Thursday, 8 October 2015

The Big Lie, by Julie Mayhew

Jessika Keller is a good girl. She knows she is; it’s her duty, after all: to be faithful, to be pure, to be German. She is German and she is British, but it is really only the German part that matters. It is 2014 and she is the 16/17-year-old daughter of a high-ranking official of the Greater German Reich. She is going to be a champion ice skater and her best friend is Clementine Hart.

Correction. Her best friend was Clementine Hart.

The title of this book, The Big Lie, references an expression coined by Adolf Hitler in his book Mein Kampf: it is much easier to convince the masses of a big lie than of a small one. Julie Mayhew’s use of the term for the title of her novel seems to allude to the big lie that her fast-forwarded version of the Nazi regime has created: Jessika’s world is one where they are told that they are the best of the best and everyone else, everyone who isn’t pure or doesn’t conform to the ‘government framework’ is untermensch – inferior.

It’s a tough world for us to imagine: no individuality, no freedom of expression. But for Jessika it is everything she knows. That is, until she begins to have feelings that she has no compass for, and until Clementine begins to say things and do things that make no sense to Jessika. Gradually Jess is forced to consider that perhaps there are alternatives to what she knows. We know from the start of The Big Lie that something has changed for Jessika, and as she reveals her story in flashback we discover that there are all sorts of lies – big and small – that being good is not always straightforward, and perhaps the worst thing of all is the lie of omission.

Julie Mayhew has constructed her story really well, from the way she leads us to question why exactly Jess’s father ‘tipped Herr Hart off’ about the house next door being available, how Jessika believes she is helping her friend whilst actually informing on her, and how the Greater German Reich engineers a visit from a US pop star in a way that turns him from being exciting and forbidden to a disappointment. Jessika is an unreliable narrator – she tells us what she chooses to tell us, leading us in one direction, and then revealing that actually there was a whole other part that she left out.
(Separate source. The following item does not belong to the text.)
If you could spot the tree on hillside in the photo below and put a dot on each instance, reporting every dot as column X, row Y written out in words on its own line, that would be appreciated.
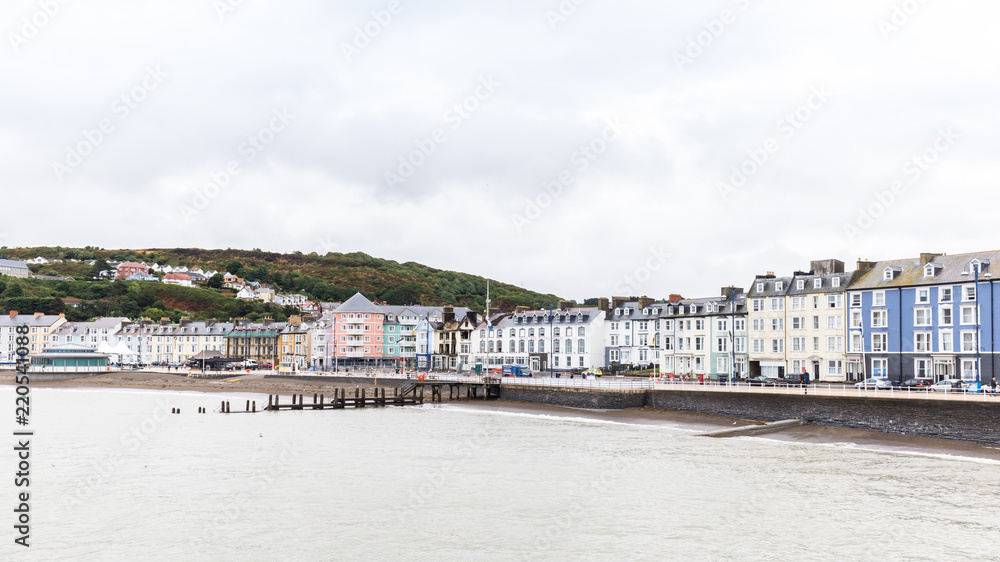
column 215, row 281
How much more has she omitted to tell us? There are all sorts of interesting parallels here between this technique of story telling and the way that the Greater German Reich has indoctrinated her and the rest of the German/British population.

Alternate History’ novels and the question of ‘what if the Nazis won the war?’ are certainly not new, but one of the really interesting things about them is that there are so many directions to take – there are basically endless possibilities and endless stories that could be told using this technique. The Big Lie takes a fairly straightforward approach to its tale, but this is nonetheless very effective. I did feel there were maybe one or two questionable plot turns – how does Frau Keller find out about Jess’s dalliance with GG and, after the explosive events of the concert (which bring everything to a head for Jessika), why do they choose to act against Jessika at the strange point in time that they ultimately choose? But these are little things, and perhaps feed into both the bigger atmosphere of ‘big brother is watching you’ and Jess’s semi-unreliable narrative.

There is another really excellent new YA Nazi alternate history book out this autumn, Wolf By Wolf by Ryan Graudin, but it could not be more different to The Big Lie. What I think Julie Mayhew’s novel made me think more of is another novel altogether: Seed by Lisa Heathfield. Seed is the story of Pearl, who grows up in a small community/cult, and I can see a lot of similarities between Pearl’s indoctrination in her community’s rituals and beliefs and Jessika’s – they are simply performed on a different scale.

How many lies has Jessika been told? Perhaps we’ll never know, but as she becomes an expert on zwischenraum – the space in between, like twilight – it certainly gets the reader thinking. She is stuck in this space in between: neither good nor bad, neither liar nor truth teller, neither child nor adult; never quite free. Thank goodness the Nazis did not win the war – but, nevertheless, there are still plenty of places around the world, big and small, where children and adults are conditioned. It is probably even happening on your own doorstep, albeit hopefully to a lesser extreme: what do you believe in that isn’t true? As Mayhew said in an online interview about the book, “We all get subtle messages about race, class and gender as we grow up - messages that often need to be challenged.”